Just a few weeks after escaping a net neutrality investigation into data cap exemptions, Verizon has decided to let its FiOS mobile video stream on its wireless network without counting against data caps.
Customers who have Verizon FiOS TV at home and a Verizon Wireless smartphone plan can watch TV outside their homes without using up the data allotments on limited mobile plans, the company announced today. Just two months ago, the Federal Communications Commission accused Verizon Wireless of violating net neutrality rules by letting its Go90 video service stream without counting against customers’ data caps as the company charged other video providers for the same data cap exemptions (also known as “zero-rating”). But the FCC’s new Republican leadership rescinded that claim and ended the investigation last month, giving carriers the green light to expand data cap exemptions.
Verizon’s Go90 mobile video service hasn’t been a smashing success, and 155 employees were reportedly laid off as a result in January. But Verizon has 4.7 million FiOS TV subscribers, and the data cap exemptions might make them more likely to pay for Verizon’s mobile service as well.
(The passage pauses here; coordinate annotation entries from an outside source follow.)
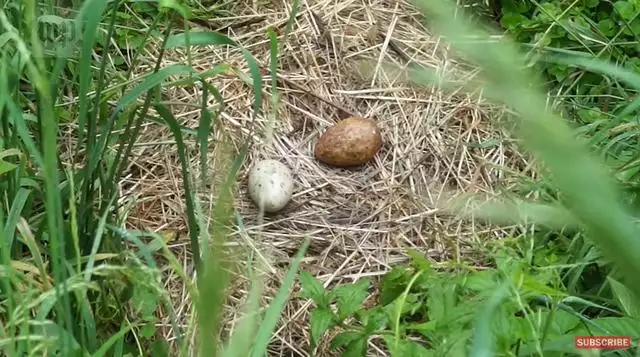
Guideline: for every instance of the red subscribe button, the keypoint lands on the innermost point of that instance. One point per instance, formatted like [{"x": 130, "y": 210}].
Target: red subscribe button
[{"x": 603, "y": 342}]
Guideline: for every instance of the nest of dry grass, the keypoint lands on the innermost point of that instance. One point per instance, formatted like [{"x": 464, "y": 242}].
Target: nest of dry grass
[{"x": 360, "y": 221}]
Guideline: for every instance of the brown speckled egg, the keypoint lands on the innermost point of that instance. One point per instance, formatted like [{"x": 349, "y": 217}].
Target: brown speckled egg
[{"x": 351, "y": 142}]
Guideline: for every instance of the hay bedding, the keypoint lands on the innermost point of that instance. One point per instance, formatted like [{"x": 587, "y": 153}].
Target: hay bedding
[{"x": 360, "y": 220}]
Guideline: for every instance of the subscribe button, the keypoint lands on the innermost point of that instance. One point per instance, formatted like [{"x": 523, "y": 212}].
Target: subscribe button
[{"x": 603, "y": 342}]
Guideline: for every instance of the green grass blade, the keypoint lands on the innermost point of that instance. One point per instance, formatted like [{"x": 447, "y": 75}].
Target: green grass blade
[
  {"x": 189, "y": 198},
  {"x": 88, "y": 19},
  {"x": 14, "y": 215},
  {"x": 588, "y": 189},
  {"x": 264, "y": 334}
]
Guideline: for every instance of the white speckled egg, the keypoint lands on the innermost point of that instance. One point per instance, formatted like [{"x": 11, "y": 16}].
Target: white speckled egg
[{"x": 271, "y": 183}]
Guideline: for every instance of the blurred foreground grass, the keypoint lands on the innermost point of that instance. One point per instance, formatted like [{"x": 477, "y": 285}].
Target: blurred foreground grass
[{"x": 64, "y": 266}]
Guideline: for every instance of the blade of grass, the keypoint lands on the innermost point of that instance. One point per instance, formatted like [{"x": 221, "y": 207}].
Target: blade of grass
[{"x": 268, "y": 324}]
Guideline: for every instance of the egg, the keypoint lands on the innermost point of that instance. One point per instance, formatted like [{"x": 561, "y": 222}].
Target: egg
[
  {"x": 270, "y": 185},
  {"x": 351, "y": 142}
]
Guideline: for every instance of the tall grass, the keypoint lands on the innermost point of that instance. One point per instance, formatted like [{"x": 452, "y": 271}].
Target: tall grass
[
  {"x": 61, "y": 235},
  {"x": 589, "y": 196}
]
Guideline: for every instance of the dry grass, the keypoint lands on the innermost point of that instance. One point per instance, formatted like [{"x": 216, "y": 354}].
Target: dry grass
[{"x": 361, "y": 220}]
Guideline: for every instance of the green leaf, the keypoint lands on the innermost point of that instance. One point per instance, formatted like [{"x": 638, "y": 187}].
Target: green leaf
[
  {"x": 345, "y": 338},
  {"x": 607, "y": 27},
  {"x": 321, "y": 320},
  {"x": 624, "y": 9},
  {"x": 626, "y": 298},
  {"x": 393, "y": 284},
  {"x": 619, "y": 326},
  {"x": 272, "y": 316},
  {"x": 350, "y": 297},
  {"x": 357, "y": 348},
  {"x": 175, "y": 5},
  {"x": 6, "y": 167},
  {"x": 374, "y": 319},
  {"x": 408, "y": 348},
  {"x": 312, "y": 289},
  {"x": 198, "y": 38},
  {"x": 591, "y": 3}
]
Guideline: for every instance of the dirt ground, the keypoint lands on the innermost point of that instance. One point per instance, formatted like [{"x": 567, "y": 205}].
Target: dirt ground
[{"x": 360, "y": 221}]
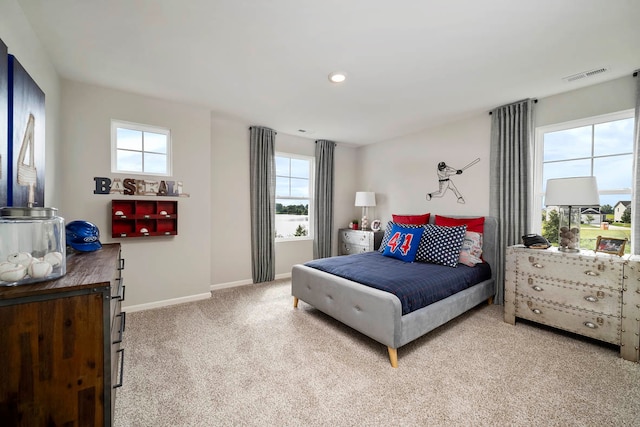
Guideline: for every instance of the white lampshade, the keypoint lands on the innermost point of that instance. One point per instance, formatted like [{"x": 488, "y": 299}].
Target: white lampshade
[
  {"x": 365, "y": 198},
  {"x": 575, "y": 191}
]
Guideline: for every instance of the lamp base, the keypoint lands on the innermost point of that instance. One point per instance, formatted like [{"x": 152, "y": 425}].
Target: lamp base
[{"x": 569, "y": 229}]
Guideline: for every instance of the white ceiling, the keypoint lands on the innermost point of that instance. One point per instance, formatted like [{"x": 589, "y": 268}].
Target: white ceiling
[{"x": 410, "y": 63}]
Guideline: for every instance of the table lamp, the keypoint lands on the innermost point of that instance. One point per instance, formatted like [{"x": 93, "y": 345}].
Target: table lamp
[
  {"x": 365, "y": 199},
  {"x": 569, "y": 195}
]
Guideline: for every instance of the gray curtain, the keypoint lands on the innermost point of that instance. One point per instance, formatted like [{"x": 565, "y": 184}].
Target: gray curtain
[
  {"x": 323, "y": 199},
  {"x": 635, "y": 195},
  {"x": 510, "y": 178},
  {"x": 263, "y": 203}
]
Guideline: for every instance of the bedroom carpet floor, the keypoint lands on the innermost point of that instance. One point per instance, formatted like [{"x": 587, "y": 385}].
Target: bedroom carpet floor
[{"x": 245, "y": 357}]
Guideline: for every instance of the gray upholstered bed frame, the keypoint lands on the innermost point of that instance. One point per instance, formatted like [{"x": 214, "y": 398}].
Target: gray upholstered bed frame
[{"x": 378, "y": 314}]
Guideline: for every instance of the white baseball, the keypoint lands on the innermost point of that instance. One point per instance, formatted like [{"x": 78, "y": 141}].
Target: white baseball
[
  {"x": 53, "y": 258},
  {"x": 10, "y": 272},
  {"x": 22, "y": 258},
  {"x": 40, "y": 269}
]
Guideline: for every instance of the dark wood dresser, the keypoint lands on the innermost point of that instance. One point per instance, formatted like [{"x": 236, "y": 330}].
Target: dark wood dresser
[{"x": 60, "y": 344}]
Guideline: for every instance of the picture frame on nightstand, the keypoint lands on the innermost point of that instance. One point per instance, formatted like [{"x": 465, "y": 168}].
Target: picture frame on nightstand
[{"x": 610, "y": 245}]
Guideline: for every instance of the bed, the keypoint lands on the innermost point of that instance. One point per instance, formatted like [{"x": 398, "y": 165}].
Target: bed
[{"x": 378, "y": 313}]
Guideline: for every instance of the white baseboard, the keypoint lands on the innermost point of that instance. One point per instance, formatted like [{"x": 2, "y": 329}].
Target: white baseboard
[
  {"x": 197, "y": 297},
  {"x": 166, "y": 303},
  {"x": 245, "y": 282}
]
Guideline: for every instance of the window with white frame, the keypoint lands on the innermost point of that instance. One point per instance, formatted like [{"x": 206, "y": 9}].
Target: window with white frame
[
  {"x": 140, "y": 149},
  {"x": 294, "y": 197},
  {"x": 599, "y": 146}
]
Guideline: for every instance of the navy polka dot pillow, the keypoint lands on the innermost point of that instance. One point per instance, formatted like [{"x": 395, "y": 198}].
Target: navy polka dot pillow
[
  {"x": 387, "y": 233},
  {"x": 441, "y": 245}
]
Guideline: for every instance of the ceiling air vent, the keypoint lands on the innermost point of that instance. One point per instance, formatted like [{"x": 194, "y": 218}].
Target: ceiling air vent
[{"x": 585, "y": 74}]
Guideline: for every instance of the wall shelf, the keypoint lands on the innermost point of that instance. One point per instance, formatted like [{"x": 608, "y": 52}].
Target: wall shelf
[{"x": 144, "y": 218}]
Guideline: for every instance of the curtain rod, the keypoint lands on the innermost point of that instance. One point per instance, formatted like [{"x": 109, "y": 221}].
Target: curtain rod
[{"x": 535, "y": 101}]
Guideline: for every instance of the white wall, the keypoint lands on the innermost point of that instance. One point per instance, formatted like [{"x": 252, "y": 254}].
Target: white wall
[
  {"x": 16, "y": 33},
  {"x": 157, "y": 268},
  {"x": 402, "y": 171}
]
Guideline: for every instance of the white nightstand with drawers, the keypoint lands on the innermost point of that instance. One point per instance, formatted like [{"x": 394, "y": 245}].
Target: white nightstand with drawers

Verizon Wireless recently brought back unlimited data, but it still sells other plans with data caps. Data-free streaming makes those plans “a better value than ever,” Verizon said.
“The FiOS Mobile App allows you to stream 140+ live channels outside of your home, watch your recorded DVR shows and movies while on the go, and access thousands of On Demand titles,” Verizon said. Users must download an FiOS Mobile application update to get the data cap exemption.
Though other companies can pay Verizon and AT&T to zero-rate their content, no major video providers have done so. Instead, paid zero-rating has mostly been used for advertising and marketing programs.
New FCC chair threw out net neutrality finding
Under former FCC Chairman Tom Wheeler, the FCC argued that the cost of exempting all video from data caps would make it prohibitively expensive for online video services to compete on a level playing field against AT&T’s DirecTV Now and Verizon’s Go90. In the same investigation that targeted Verizon, Wheeler’s FCC also accused AT&T of violating net neutrality rules by exempting its own video from caps while charging other providers for the same treatment.
New Chairman Ajit Pai threw out the FCC’s previous findings. “Going forward, the FCC will not focus on denying Americans free data,” he said.